Other insurance: If there is other applicable liability insurance we will pay only our share of the loss. Our share is the proportion that our limit of liability bears to the total of all applicable limits. However, any insurance we provide for a vehicle you do not own, including any vehicle while used as a temporary substitute for “your covered auto”, shall be excess over any other collectible insurance.

First, boat trailers of the type generally used for canoes meet the definition in the PAP. Also note that under the definition of “Your Covered Auto,” J.3 makes two things clear: first, owned trailers as defined are included; and (2) they do not have to be shown in the declarations for coverage to apply.

Reviewing the insuring agreement, paragraph B.1 clearly provides coverage for leaders while pulling these trailers, whether owned or not. B.2 provides coverage to other leaders while pulling the insured's owned trailer.

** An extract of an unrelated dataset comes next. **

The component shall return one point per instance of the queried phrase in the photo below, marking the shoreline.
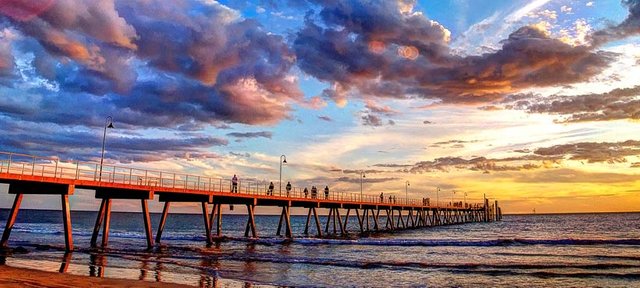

B.3 and B.4 further provide coverage for the contingent liability of the other leaders, the Boy Scout troops or the city for any liability arising out of an individual insured's pulling of the trailer, unless the other entity owns the specific trailer involved.

And lastly for the PAP, the Other Insurance clause makes clear all of the provided coverage will be excess to any other applicable insurance when the trailer in question is not owned by the insured pulling it.

Before leaving the PAP, some may question whether Coverage A exclusion A.5 may apply in this scenario:
5. For that “insured's” liability arising out of the ownership or operation of a vehicle while it is being used as a public or livery conveyance. This Exclusion (A.5.) does not apply to a share-the-expense car pool.

I agree with the many who hold this exclusion is basically intended for situations where compensation is involved. Since I don't believe hauling canoes for Boy Scout outings meets this criterion, the exclusion will not apply.

What if the PAP should prove insufficient for personal liability, or in some rare cases the personal owner of the trailers does not have a PAP? Will the insured's homeowners policy respond?

The homeowners policy creates an interesting situation for trailer liability coverage. All of the homeowner liability exclusions in the current ISO forms (ending with edition date “1000″) focus on “motor vehicles” defined as follows:

7. “Motor vehicle” means:
a. A self-propelled land or amphibious vehicle; or
b. Any trailer or semitrailer which is being carried on, towed by or hitched for towing by a vehicle described in a. above.

Since 7.a does not apply to our canoe trailers, note the HO policy clearly excludes any coverage only while the trailer is attached to any vehicle, in effect forcing all the liability coverage for such situations back onto the auto policies. If a claim were to arise from a trailer while detached (parked or in storage), the HO policy would respond. To the extent the PAP also covers in that situation, the HO Other Insurance clause makes the HO excess to the auto coverage.

For any of the trailers owned by the business entities (the troop and city), the business auto policy steps in. In summary, the applicable provisions from the ISO BAC (CA 0001 0306) are much the same as the PAP: light trailers are automatically included for liability; others using the trailer with permission are insureds; and while attached to a vehicle owned by another, the BAC is excess to any liability coverage provided by a policy on the pulling vehicle.

Whew! There is a lot going on there, and I've only looked at the liability coverage question. But that returns me to my original point: No matter how complex a scenario may seem to be, this is where that turtle will beat the hare every time. Slow down, be deliberate, and take it one step at a time. Just like summer.

And for those of you in rabbit mode, I offer the sage advice of my sainted mother (slightly paraphrased to make it printable): If you haven't got time to do it right, when are you going to find time to do it over?